An easterner might be taken aback at what bobwhite quail will use for cover in this harsh place. You won’t find raspberry thickets, hedgerows or hawthorns. Weedy draws of the eastern uplands are nonexistent here. The smallest of hummocks and swales, the bunch grasses, mesquite and yucca provide cover the birds need from the wind, harriers, bird dogs and shotgunners like us.

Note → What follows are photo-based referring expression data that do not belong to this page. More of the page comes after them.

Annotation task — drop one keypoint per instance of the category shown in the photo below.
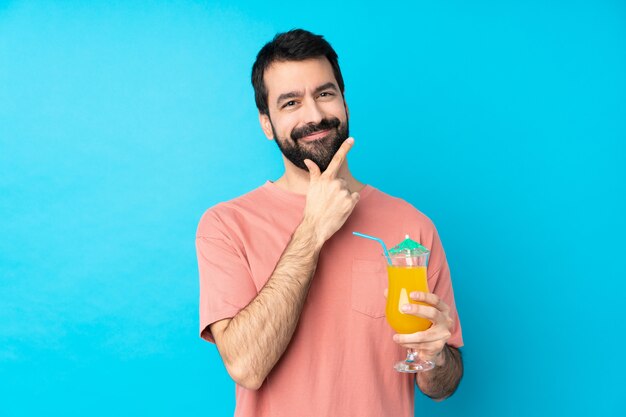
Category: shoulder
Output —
(399, 209)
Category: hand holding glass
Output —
(407, 273)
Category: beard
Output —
(320, 151)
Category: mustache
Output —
(324, 124)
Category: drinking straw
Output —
(377, 239)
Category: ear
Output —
(266, 125)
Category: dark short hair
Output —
(295, 45)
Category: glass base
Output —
(415, 366)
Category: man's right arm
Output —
(253, 341)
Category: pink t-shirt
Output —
(340, 359)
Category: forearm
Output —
(441, 382)
(257, 336)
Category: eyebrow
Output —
(296, 94)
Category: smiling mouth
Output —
(315, 136)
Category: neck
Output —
(296, 180)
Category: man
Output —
(294, 302)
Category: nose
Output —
(312, 113)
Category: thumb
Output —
(314, 170)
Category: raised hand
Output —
(329, 201)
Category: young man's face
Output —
(307, 113)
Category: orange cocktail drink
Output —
(402, 281)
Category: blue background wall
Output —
(121, 122)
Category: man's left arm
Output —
(440, 382)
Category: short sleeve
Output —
(226, 285)
(440, 283)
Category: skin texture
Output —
(299, 94)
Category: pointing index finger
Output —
(339, 157)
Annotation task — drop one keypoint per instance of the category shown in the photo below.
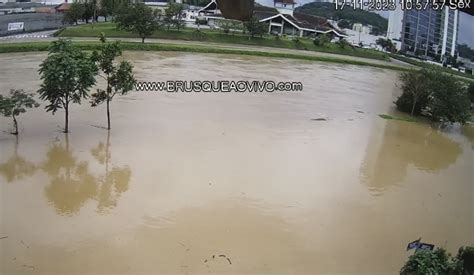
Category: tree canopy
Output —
(16, 104)
(138, 18)
(119, 77)
(67, 74)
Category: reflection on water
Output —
(468, 132)
(71, 181)
(16, 167)
(249, 176)
(401, 144)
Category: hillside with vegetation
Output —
(329, 11)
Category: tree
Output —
(386, 44)
(439, 96)
(138, 18)
(200, 3)
(173, 16)
(16, 104)
(342, 43)
(344, 24)
(67, 74)
(75, 12)
(415, 86)
(428, 262)
(106, 8)
(89, 10)
(255, 27)
(440, 262)
(119, 78)
(471, 92)
(449, 100)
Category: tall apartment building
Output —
(431, 34)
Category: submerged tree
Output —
(415, 86)
(437, 95)
(119, 77)
(67, 74)
(16, 104)
(255, 27)
(138, 18)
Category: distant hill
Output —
(328, 10)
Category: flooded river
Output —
(229, 183)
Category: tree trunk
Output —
(66, 123)
(15, 123)
(108, 110)
(414, 104)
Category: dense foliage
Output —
(67, 74)
(386, 44)
(322, 40)
(138, 18)
(437, 95)
(255, 28)
(16, 104)
(440, 262)
(471, 92)
(200, 3)
(328, 10)
(119, 77)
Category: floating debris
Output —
(220, 256)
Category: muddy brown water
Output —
(230, 183)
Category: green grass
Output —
(431, 66)
(136, 46)
(110, 30)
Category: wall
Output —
(32, 22)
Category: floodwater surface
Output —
(229, 183)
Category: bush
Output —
(465, 260)
(449, 101)
(321, 40)
(428, 262)
(439, 96)
(471, 92)
(342, 43)
(415, 96)
(440, 262)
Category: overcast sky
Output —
(466, 23)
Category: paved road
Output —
(47, 36)
(28, 36)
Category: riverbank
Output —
(250, 173)
(213, 36)
(136, 46)
(427, 65)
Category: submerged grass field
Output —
(110, 30)
(135, 46)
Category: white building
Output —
(430, 34)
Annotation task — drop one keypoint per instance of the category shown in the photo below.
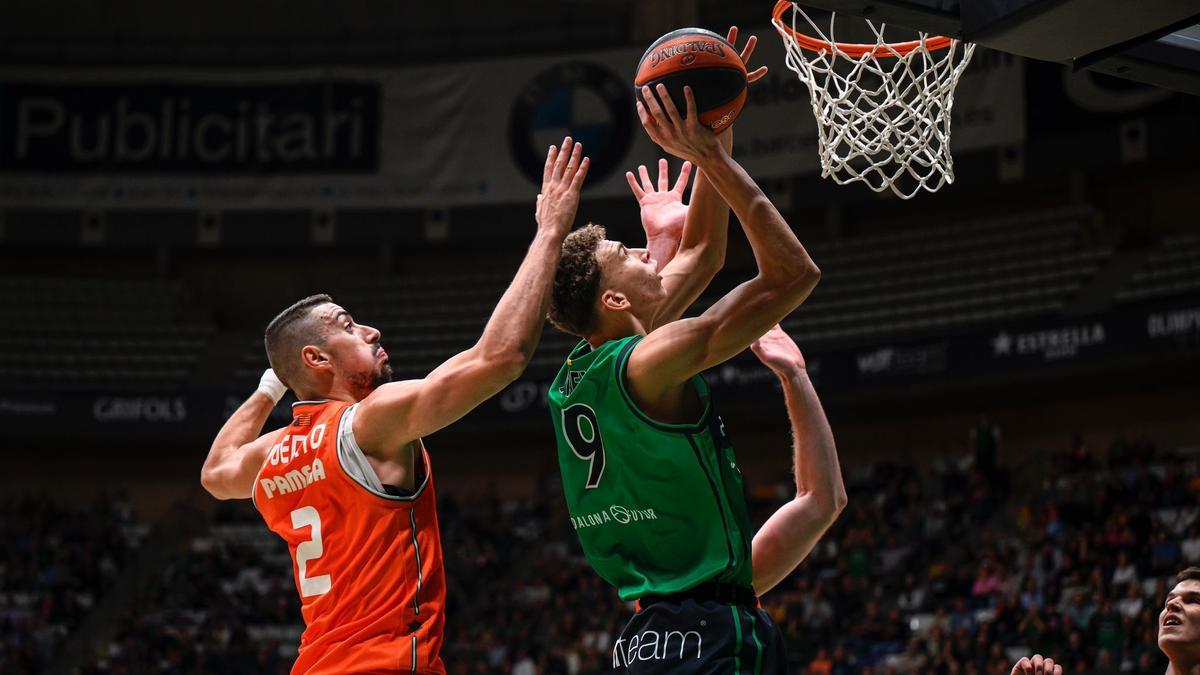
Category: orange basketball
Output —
(700, 59)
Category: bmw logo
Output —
(579, 99)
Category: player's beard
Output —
(363, 383)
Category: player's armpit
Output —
(233, 478)
(787, 537)
(401, 412)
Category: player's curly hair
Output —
(577, 281)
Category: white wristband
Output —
(273, 386)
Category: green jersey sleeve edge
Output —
(697, 381)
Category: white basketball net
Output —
(883, 119)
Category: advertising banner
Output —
(463, 133)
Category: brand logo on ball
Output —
(689, 51)
(579, 99)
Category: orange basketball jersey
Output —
(367, 563)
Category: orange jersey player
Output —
(348, 484)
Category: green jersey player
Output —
(649, 477)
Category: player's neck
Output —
(335, 392)
(1186, 664)
(615, 328)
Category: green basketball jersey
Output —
(659, 508)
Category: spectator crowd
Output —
(942, 568)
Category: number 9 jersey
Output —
(367, 561)
(659, 508)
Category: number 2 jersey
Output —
(659, 508)
(367, 562)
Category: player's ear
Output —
(615, 300)
(312, 356)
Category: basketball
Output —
(703, 60)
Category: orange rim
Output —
(851, 48)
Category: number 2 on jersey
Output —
(587, 443)
(310, 550)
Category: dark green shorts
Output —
(694, 638)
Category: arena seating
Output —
(875, 287)
(936, 569)
(1170, 269)
(55, 565)
(65, 334)
(947, 278)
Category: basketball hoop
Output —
(882, 109)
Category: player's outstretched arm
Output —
(690, 245)
(675, 352)
(395, 414)
(792, 531)
(239, 452)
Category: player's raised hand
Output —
(684, 137)
(661, 207)
(757, 73)
(1037, 665)
(561, 183)
(778, 351)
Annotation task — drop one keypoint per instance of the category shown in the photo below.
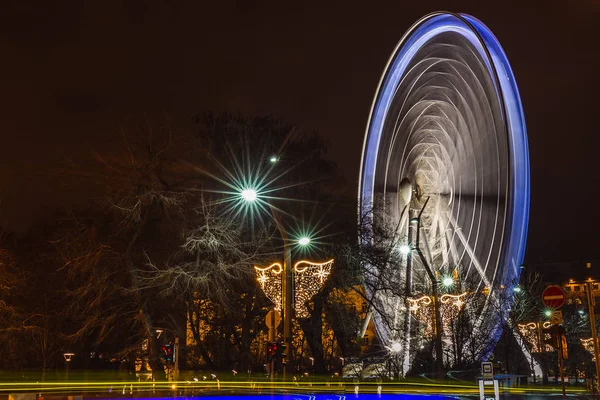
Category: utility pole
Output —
(590, 297)
(437, 318)
(287, 294)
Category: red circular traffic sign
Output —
(553, 297)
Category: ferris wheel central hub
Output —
(447, 130)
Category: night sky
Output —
(73, 72)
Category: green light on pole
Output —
(404, 249)
(304, 241)
(249, 195)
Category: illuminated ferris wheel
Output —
(446, 146)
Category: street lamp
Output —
(68, 357)
(448, 281)
(249, 194)
(439, 366)
(304, 241)
(405, 249)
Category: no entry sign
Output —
(553, 297)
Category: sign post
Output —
(554, 297)
(487, 378)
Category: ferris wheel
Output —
(446, 146)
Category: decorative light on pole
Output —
(282, 293)
(249, 194)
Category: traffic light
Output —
(167, 350)
(279, 356)
(555, 336)
(271, 348)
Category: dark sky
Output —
(74, 71)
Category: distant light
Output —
(405, 249)
(249, 194)
(303, 241)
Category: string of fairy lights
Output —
(531, 334)
(588, 345)
(309, 279)
(422, 308)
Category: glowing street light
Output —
(405, 249)
(304, 241)
(249, 195)
(447, 281)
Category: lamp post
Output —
(439, 361)
(68, 357)
(159, 331)
(287, 287)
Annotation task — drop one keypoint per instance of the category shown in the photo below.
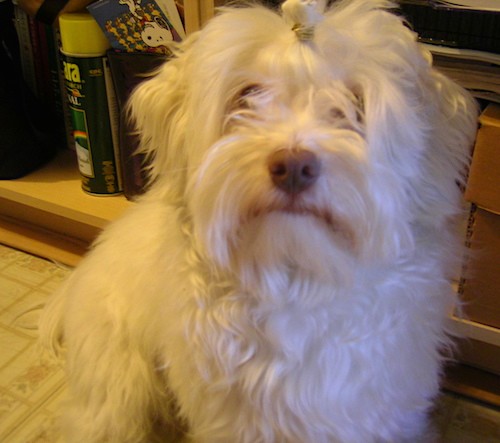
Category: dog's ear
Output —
(156, 109)
(419, 124)
(449, 114)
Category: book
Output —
(139, 25)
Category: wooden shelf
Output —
(47, 213)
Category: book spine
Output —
(25, 48)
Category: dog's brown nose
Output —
(293, 170)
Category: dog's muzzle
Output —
(293, 170)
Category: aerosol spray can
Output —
(90, 94)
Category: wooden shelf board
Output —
(56, 189)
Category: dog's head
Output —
(307, 142)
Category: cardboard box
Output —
(480, 287)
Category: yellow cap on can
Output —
(81, 35)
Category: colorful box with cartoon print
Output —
(139, 25)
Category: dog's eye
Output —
(337, 114)
(248, 95)
(250, 90)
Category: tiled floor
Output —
(31, 387)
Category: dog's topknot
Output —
(303, 15)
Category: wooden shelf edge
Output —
(41, 242)
(477, 331)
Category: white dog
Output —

My hunting companions came from points well beyond the area. Bill End, founder of Land’s End, and buddy Joe Wishcamper came from Maine to hunt birds – a stopover on their way to hunt Coues white-tailed deer. End retired and hunts two months out of each year. Like most of us, Wishcamper still labors to put beans on the table. Gene LeBeouf, a bird biologist, and Wayne Wolf are down from Albuquerque.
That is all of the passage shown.